Guidelines for Cooking Grass Fed Ground Beef
Our grass fed ground beef is about 85% lean to keep it meaty but still moist. You can use your regular recipes for this cut. For making patties to grill, here is a tip from Homestead Healthy Foods: Along with desired herbs and spices, add a teaspoon of olive oil and one egg to two pounds of ground beef to help hold the patties together and keep them moist.
Guidelines for Cooking Grass Fed Steak
When grilling, sear the meat quickly over a high heat on each side then lower the temperature or move to outer edge of the grill to finish cooking process. Grill quickly. Don’t leave your steak unattended. A one-inch thick steak should take about 6 to 8 minutes total for rare and about 10 to 12 minutes total for medium. Meat continues to cook even after it has been removed from the heat, so you want to stop cooking the meat just before it has reached your desired doneness.

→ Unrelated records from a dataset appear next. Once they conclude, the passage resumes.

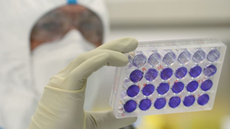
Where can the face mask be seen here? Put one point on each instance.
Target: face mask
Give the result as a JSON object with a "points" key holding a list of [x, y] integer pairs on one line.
{"points": [[51, 57]]}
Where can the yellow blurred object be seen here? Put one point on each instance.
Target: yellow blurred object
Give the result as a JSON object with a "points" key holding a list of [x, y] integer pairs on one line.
{"points": [[192, 120]]}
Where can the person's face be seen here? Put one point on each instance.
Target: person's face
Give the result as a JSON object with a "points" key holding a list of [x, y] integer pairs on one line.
{"points": [[55, 24]]}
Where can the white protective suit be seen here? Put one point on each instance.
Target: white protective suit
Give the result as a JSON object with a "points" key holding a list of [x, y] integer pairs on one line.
{"points": [[21, 85]]}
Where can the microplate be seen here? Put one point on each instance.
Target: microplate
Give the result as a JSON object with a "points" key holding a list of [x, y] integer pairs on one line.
{"points": [[168, 76]]}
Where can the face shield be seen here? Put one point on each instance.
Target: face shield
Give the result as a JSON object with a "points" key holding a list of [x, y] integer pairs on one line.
{"points": [[22, 27]]}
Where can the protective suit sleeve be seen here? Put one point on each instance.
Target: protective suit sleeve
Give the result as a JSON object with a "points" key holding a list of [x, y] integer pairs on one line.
{"points": [[61, 105]]}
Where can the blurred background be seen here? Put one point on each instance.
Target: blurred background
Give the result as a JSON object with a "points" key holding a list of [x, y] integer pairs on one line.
{"points": [[178, 19]]}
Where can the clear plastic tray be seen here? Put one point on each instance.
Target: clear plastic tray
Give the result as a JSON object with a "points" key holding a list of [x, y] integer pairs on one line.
{"points": [[168, 76]]}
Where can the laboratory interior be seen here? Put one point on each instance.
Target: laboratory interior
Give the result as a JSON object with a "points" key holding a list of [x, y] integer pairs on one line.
{"points": [[149, 20], [38, 40]]}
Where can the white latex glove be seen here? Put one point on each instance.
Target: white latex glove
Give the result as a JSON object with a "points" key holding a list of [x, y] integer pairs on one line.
{"points": [[61, 105]]}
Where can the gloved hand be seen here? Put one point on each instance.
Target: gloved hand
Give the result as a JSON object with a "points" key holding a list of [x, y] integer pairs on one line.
{"points": [[61, 105]]}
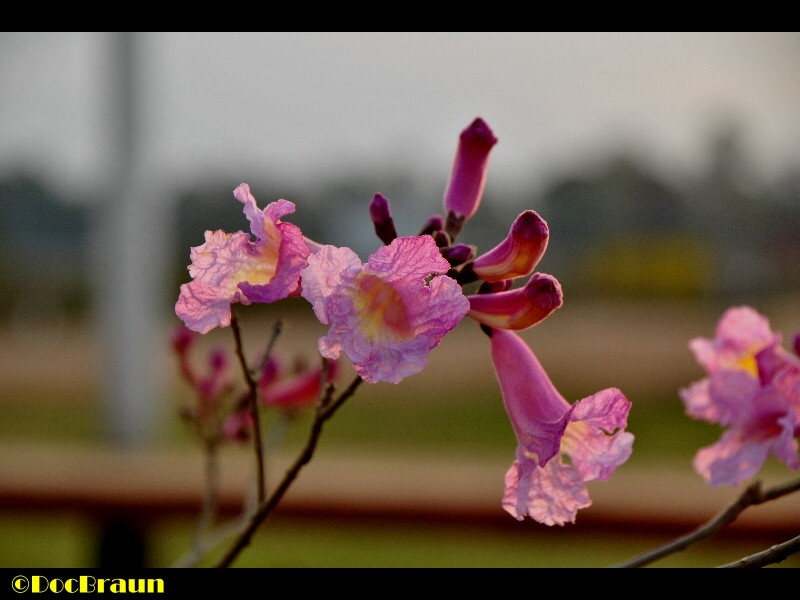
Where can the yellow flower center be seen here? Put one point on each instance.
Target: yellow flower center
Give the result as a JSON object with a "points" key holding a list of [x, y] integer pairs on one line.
{"points": [[380, 309]]}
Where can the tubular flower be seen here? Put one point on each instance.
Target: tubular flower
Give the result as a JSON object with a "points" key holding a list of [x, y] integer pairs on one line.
{"points": [[519, 308], [753, 387], [518, 254], [230, 268], [298, 391], [560, 446], [468, 176], [386, 315]]}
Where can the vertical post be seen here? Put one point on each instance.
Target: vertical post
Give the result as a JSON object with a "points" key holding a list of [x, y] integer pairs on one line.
{"points": [[128, 256]]}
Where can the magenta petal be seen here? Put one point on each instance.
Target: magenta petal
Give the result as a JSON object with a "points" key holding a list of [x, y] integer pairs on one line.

Stovetop cooking is great for any type of steak. You have more control over the temperature than on the grill. If you’re cooking one or more of the more flavorful cuts of steak, such as Hanger of Skirt; after cooking and resting, slice it against the grain to serve.
Guidelines for Cooking Grass Fed Roasts
Chuck and Shoulder roasts are the “fall apart” pot roasts.
Roasts from the top of the round like Sirloin Tip, Top Round, and Eye of Round make tasty “slicing” roasts and can be roasted dry or wet in the oven.
Less-tender round roasts like Rump are best seared in the pan then cooked, covered in liquid for several hours. Braising and pot roasts are perfect for the slow cooker. You’ll want to cook these cuts “low and wet.” So, low temperature with some kind of liquid (water, wine, broth, fruit juices, vinegar, sauces, etc.). Cooking super-tender roasts is easy in the oven too. A roasting pan with a lid or a Dutch oven works best, but you can improvise a pan as long as a cover will fit tightly.
And don’t forget that the roasting juices can be made into a fabulous sauce.